Se da la vuelta para irse, pero antes de hacerlo me echa una mirada breve por arriba de su hombro.
―Muévete, Rivera. Que esas carpetas no pueden esperar toda la vida.
Luego de soltar las últimas palabras, finalmente se va. Me quedo ahí, clavada, con las manos temblando y el corazón latiendo con fuerza.
Las esperanzas que me sostuvieron durante meses, fueron aplastadas en solo unos segundos. Ella no puede hacerme algo como esto. Puede ser mi jefa, pero yo tengo el derecho de solicitar un ascenso.
Jess se acerca, con los ojos llenos de lágrimas. Seguro debe sentirse culpable.

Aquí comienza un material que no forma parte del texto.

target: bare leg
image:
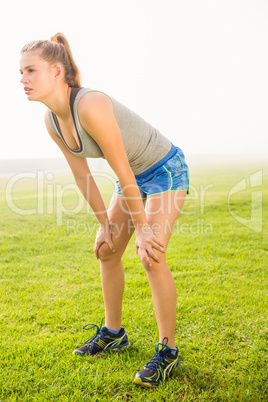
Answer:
[99,194,134,330]
[141,191,186,348]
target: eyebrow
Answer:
[20,64,35,73]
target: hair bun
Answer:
[50,36,59,43]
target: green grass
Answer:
[0,167,268,402]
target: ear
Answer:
[53,64,63,79]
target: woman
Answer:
[20,33,189,386]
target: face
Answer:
[20,51,60,102]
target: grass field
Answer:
[0,162,268,402]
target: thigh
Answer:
[101,194,134,258]
[145,190,186,247]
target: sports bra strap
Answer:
[70,87,82,121]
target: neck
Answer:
[41,85,71,120]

—Cata, lo siento mucho, no sabía que...
—Ya no importa —respondo con un tono de voz plano y vacío, como si me hubieran sacado todo por dentro—. No te preocupes, Jess, tú no tienes la culpa ―aclaro.
No quiero que piense que mi enojo es con ella. Por supuesto que no tiene la culpa, fui yo quien decidió ayudar, ella solo me pregunto, yo tenía la opción de decirle que no, que tenía trabajo por hacer, pero aproveche la oportunidad para regresar a lo mío, a lo que mejor se hacer y que amo.